Building Bridges

I’ve often thought of myself as a bridge-builder.

 

I like helping couples connect despite the great divides between themselves.  It is inevitable that gaps will exist around gender or personality style differences and without that bridge, without building a way to understand and explain what is going on, there is a risk that tragic misunderstandings can develop. For example, when there are differences in how often one person wants to have sex, clean the house, spend money, it can lead to escalating conflict.

 

In individual therapy, often the bridge that needs to be built is one to connect disparate parts of one’s own self.  Some of us have such strong “shoulda-woulda-coulda” parts that we lose touch with our authentic selves and the eventual outcome can be depression and anxiety.

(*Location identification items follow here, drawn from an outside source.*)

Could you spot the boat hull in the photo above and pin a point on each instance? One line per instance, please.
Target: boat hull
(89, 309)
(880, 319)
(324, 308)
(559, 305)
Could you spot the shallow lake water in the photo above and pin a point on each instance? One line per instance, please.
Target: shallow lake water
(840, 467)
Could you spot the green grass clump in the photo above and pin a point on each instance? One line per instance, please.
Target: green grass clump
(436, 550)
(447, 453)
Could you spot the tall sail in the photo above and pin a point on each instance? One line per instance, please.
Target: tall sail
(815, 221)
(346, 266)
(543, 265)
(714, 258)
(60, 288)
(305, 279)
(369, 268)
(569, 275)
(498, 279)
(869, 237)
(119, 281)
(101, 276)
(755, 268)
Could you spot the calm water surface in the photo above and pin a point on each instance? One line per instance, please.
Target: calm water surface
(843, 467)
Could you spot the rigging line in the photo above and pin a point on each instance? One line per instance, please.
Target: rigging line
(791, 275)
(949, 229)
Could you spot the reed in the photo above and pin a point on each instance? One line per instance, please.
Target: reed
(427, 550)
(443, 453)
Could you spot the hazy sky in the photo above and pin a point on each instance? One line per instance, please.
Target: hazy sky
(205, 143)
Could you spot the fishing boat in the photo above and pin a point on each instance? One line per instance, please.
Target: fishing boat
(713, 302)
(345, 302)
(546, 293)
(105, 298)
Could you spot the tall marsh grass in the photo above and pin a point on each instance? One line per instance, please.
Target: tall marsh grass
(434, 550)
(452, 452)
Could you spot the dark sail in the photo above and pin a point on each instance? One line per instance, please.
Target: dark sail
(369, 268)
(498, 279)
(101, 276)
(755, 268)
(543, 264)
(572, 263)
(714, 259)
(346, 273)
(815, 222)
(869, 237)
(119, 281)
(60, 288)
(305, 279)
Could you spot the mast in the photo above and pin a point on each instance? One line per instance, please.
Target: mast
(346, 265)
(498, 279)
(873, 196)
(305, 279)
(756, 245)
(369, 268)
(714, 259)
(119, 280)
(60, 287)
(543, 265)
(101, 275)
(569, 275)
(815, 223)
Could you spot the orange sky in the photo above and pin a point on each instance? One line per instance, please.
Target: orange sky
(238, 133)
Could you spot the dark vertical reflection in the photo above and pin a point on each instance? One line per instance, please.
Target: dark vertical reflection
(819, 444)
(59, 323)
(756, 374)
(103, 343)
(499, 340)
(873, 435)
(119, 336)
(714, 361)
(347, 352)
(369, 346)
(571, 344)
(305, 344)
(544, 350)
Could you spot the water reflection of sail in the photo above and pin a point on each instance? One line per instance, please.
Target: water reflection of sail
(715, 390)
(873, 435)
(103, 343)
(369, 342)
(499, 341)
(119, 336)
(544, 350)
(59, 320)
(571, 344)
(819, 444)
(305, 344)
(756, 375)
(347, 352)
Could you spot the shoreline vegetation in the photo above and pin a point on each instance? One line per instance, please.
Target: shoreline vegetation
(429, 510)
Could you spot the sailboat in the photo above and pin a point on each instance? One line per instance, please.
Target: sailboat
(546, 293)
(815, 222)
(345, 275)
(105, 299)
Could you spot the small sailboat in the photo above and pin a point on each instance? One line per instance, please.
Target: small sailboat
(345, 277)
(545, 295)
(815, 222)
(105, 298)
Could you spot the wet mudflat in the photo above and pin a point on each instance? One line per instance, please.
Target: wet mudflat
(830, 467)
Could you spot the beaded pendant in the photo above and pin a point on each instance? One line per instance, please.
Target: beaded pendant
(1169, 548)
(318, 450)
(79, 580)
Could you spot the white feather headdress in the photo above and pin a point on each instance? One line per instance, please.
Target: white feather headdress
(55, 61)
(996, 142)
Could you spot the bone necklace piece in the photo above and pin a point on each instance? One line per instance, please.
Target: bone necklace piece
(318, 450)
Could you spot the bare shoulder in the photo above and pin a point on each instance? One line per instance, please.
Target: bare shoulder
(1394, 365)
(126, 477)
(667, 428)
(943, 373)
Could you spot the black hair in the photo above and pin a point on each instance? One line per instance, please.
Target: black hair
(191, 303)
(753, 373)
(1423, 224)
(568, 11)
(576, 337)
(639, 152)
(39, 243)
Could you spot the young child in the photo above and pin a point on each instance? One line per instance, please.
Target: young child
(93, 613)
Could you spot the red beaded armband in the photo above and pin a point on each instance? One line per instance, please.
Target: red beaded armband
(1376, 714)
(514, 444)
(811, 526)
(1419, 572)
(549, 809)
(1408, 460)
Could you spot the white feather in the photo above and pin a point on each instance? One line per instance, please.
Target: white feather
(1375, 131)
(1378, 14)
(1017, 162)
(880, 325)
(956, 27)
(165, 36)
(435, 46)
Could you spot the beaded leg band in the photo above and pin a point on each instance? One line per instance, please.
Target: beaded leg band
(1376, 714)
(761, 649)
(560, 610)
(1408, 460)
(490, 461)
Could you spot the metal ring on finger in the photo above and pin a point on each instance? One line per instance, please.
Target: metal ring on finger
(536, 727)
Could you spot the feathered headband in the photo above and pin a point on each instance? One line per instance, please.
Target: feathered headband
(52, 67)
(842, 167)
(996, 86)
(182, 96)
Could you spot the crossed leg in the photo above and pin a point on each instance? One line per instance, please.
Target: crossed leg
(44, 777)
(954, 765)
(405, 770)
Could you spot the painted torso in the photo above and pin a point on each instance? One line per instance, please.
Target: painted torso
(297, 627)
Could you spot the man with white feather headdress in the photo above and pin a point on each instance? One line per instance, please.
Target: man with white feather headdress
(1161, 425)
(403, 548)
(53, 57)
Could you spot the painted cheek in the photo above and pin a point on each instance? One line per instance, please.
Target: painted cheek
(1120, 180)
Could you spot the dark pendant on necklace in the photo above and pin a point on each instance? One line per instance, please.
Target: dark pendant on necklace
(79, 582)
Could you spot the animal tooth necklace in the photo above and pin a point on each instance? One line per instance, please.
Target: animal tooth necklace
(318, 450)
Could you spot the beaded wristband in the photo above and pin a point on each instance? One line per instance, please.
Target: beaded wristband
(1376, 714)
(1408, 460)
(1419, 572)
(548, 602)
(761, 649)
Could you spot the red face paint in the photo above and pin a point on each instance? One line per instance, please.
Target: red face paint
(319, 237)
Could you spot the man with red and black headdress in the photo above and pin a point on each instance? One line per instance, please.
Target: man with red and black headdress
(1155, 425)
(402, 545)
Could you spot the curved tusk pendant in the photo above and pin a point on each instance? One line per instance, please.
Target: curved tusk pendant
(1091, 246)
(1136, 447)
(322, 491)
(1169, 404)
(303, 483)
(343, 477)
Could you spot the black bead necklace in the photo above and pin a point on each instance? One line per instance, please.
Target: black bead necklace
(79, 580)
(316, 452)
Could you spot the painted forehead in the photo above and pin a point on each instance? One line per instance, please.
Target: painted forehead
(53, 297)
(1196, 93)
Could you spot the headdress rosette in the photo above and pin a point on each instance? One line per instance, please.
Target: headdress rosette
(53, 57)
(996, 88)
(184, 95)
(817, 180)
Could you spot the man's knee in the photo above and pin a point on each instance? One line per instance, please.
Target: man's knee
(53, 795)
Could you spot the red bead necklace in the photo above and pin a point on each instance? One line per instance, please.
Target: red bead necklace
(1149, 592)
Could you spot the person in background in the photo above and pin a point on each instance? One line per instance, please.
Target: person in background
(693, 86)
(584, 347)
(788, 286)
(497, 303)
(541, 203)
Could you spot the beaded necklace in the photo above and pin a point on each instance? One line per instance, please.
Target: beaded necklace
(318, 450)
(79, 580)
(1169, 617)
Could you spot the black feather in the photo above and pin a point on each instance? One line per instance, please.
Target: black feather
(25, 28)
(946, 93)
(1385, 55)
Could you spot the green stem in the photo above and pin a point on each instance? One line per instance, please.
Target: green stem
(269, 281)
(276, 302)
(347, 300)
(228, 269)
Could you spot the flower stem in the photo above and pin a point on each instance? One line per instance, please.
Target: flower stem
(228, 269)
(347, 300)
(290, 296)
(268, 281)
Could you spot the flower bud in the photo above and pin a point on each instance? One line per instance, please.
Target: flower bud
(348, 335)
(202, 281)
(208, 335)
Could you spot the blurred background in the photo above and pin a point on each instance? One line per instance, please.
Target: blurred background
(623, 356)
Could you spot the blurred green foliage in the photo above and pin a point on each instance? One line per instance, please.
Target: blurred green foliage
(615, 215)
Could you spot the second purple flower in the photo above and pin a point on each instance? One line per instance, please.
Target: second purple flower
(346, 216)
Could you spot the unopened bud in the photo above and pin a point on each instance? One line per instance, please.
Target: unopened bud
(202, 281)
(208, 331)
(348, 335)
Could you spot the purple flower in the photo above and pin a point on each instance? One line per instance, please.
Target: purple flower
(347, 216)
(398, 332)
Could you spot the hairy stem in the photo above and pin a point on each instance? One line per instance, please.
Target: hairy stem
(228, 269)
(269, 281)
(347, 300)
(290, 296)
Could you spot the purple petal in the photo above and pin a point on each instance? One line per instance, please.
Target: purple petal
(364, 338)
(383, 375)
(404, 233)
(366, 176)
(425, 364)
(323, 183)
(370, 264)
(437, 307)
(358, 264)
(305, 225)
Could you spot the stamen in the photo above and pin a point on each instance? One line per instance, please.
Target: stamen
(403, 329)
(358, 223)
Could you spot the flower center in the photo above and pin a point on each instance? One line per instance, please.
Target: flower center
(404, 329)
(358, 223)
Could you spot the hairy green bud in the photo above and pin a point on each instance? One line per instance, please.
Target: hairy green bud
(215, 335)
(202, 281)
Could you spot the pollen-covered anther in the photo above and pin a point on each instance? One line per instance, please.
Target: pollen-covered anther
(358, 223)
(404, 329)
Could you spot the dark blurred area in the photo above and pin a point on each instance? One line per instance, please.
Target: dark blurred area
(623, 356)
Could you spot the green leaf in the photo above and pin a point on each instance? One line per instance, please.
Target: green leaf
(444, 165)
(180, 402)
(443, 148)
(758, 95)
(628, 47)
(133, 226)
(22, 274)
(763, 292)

For example, the person who chooses to become a doctor because that is what the family expected despite truly wanting to become an artist or musician. 

 

Another type of bridge building that I am engaged in is with the person from a culturally different background.  These clients have been either born, raised or newly arrived in the United States, but their parents were raised in a very different culture.  As a result, the person has one foot in each culture.  There can be huge divides between their life experiences. Each struggles to hold on to their own beliefs while trying to maintain a mutual love and respect. I want the individual to educate me about their particular beliefs and standards so that I can be helpful at increasing the understanding between the generations. 

 

For me, whoever walks into my office, whether male/female, gay/straight, White, Black, Asian, Hispanic, religious, non-religious,  I approach each person as someone who wants and deserves to be understood by me, but more importantly, by themselves.  In that way, they can become their own bridge builder in their own relationships and build a more fulfilling life.